Campo subvencionado
ESPAÑA HA sido en 1994 el tercer país receptor de subvenciones agrarias de la Unión Europea, detrás de Francia y Alemania. También es el primer receptor de fondos estructurales, tanto en ayudas a las regiones de menor renta como en fondos de cohesión. Es decir, a nueve años de la plena incorporación a la construcción europea, España cuenta con un balance presupuestario de su integración europea enormemente positivo, que desautoriza ciertas valoraciones catastrofistas sobre las negociaciones de adhesión surgidas al hilo de la ampliación de la UE a Austria, Finlandia y Suecia.Pero ningún balance es meramente económico. Las cifras de las subvenciones europeas a nuestra agricultura tienen una vertiente sonriente, la que demuestra: los beneficios de la integración en la Política Agrícola Común (PAC), que se traducen en unos ingresos de 800.000 millones de pesetas en 1994, o en términos de renta en que un 25% de la que produce el campo español tiene su origen en el presupuesto comunitario. Una parte del aumento se debe a las devaluaciones de la peseta con relación al ecu, pero otra muy importante a una sensible mejora en el conocimiento de los circuitos comunitarios por parte de los agricultores españoles. Fue un buen negocio, nos dicen claramente las cifras.

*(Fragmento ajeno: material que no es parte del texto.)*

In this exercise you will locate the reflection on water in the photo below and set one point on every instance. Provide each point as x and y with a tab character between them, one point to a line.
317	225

Pero hay otra cara, sombría ésta, del brillante balance. Las ayudas agrarias de la UE acaparan el 50% del presupuesto comunitario. Las subvenciones agrarias sirven para sostener las rentas de esforzados y eficaces profesionales del campo, pero conducen a la vez a establecer una auténtica cultura de la protección europea, que yugula la iniciativa privada y la creatividad empresarial, o la dirige hacia donde menos conviene, y contribuye así al éxodo rural y a la desertización. Y en el peor de los casos, alimenta circuitos especulativos, cuando no directamente fraudulentos.

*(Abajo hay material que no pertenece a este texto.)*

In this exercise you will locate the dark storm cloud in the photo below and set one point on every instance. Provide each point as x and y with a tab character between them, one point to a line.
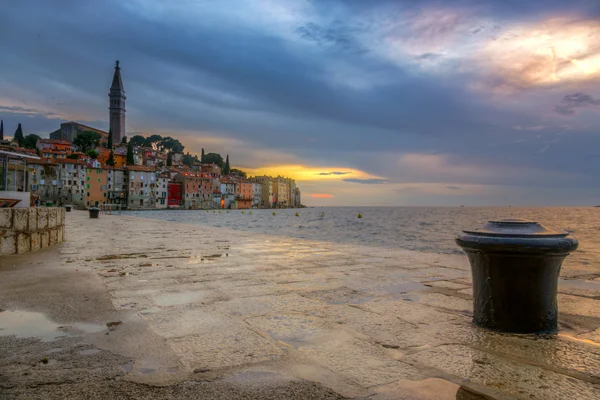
318	89
571	102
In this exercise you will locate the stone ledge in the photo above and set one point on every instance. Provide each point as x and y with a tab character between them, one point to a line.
30	229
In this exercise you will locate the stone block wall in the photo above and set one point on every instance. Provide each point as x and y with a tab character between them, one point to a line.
30	229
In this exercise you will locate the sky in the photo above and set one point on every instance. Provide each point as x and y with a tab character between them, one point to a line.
379	102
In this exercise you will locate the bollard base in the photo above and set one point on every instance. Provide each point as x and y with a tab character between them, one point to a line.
515	293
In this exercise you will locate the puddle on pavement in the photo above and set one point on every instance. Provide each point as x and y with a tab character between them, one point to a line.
427	389
89	352
25	324
178	298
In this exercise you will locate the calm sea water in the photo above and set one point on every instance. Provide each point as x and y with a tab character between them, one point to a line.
429	229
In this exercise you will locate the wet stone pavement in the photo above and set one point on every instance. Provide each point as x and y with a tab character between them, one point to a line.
134	308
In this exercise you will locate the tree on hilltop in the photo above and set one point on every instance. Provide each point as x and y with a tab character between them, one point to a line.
238	172
214	158
18	136
87	140
137	140
92	154
30	141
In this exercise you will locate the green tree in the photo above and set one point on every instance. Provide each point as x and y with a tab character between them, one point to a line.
238	172
111	158
110	139
153	141
214	158
18	136
170	144
226	167
92	154
30	141
189	159
130	160
87	140
137	140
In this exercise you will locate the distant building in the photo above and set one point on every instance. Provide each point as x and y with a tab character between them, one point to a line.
162	190
243	194
298	198
142	187
281	192
192	186
212	170
175	196
69	130
117	106
117	186
50	144
96	186
267	196
256	194
72	174
44	178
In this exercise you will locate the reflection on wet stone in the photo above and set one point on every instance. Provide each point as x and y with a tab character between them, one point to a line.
363	322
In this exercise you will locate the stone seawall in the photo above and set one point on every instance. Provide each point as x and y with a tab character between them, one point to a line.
30	229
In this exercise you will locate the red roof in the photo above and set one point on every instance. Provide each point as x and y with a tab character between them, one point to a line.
43	161
71	161
140	168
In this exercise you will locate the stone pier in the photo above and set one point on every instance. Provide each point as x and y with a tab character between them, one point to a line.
135	308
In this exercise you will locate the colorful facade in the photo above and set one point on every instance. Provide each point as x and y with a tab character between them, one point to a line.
96	186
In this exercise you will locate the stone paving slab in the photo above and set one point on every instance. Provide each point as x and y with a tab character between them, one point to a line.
365	322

El estereotipo que corresponde a la PAC es el del agricultor que pasa más horas ante su ordenador personal, buscando y calculando subvenciones, que en el tractor. Y todo esto sucede después de que la propia PAC fuera reformada en 1992, para evitar precisamente la subvención a montañas de trigo, carne y mantequilla sin salida en el mercado, que se sustituyó por ayudas al barbecho, a la reforestación o directamente a las rentas agrarias.
Pero a pesar de la reforma, esta PAC se ha revelado igualmente insostenible en una comunidad de 15 países que se verán en la obligación en los próximos años de dedicar más presupuesto a infraestructuras, medio ambiente, investigación científica o creación de empleo, y que tiene además la obligación de abrir sus mercados a los países más pobres del vecindario.

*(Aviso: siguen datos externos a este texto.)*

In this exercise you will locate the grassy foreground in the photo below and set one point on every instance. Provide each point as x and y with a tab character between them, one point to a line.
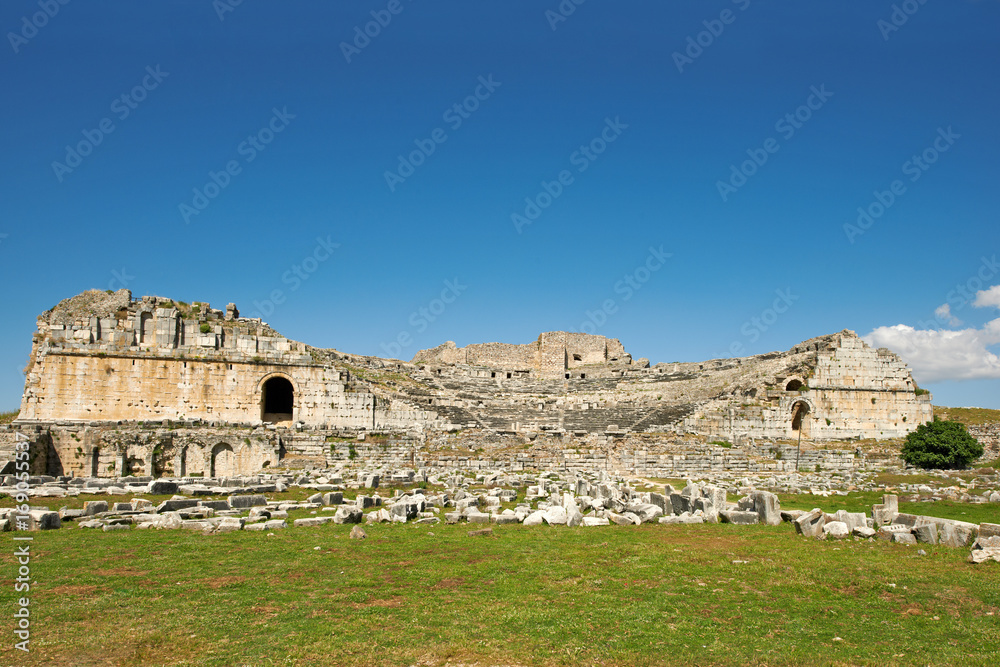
708	594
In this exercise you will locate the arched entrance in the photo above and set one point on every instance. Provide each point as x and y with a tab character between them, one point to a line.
800	425
277	400
223	461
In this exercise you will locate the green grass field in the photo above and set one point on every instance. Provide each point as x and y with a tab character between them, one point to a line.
409	594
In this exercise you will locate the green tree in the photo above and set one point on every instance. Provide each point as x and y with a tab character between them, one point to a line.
941	444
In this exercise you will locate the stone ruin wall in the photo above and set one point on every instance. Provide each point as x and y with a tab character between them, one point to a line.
148	388
851	390
118	360
145	364
989	436
107	450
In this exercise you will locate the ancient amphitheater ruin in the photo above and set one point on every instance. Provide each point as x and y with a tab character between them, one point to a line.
151	386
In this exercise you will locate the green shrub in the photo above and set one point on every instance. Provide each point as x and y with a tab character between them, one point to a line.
941	444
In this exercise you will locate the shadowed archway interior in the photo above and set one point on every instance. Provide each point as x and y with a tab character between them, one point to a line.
277	400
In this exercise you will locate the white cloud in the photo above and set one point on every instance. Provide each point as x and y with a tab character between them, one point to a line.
988	297
943	314
943	355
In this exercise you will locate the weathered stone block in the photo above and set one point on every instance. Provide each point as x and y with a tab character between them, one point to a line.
925	533
244	502
836	530
811	523
92	507
742	518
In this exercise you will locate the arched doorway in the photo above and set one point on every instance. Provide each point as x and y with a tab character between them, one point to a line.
800	425
223	461
277	400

En el caso de los países del centro de Europa, a los que se ha prometido una próxima integración, el mantenimiento de la PAC en su versión actual es literalmente irrealizable, pues un país tan agrario como Polonia podría absorber una parte del presupuesto tan importante como la de alguno de los socios más verdes.
En cierta forma, la enorme cuantía de las ayudas agrarias que recibe España debiera ser menos un motivo de regocijo que de reflexión sobre el futuro del campo, de los agricultores y de la propia Europa concebida como inagotable fuente de subvenciones.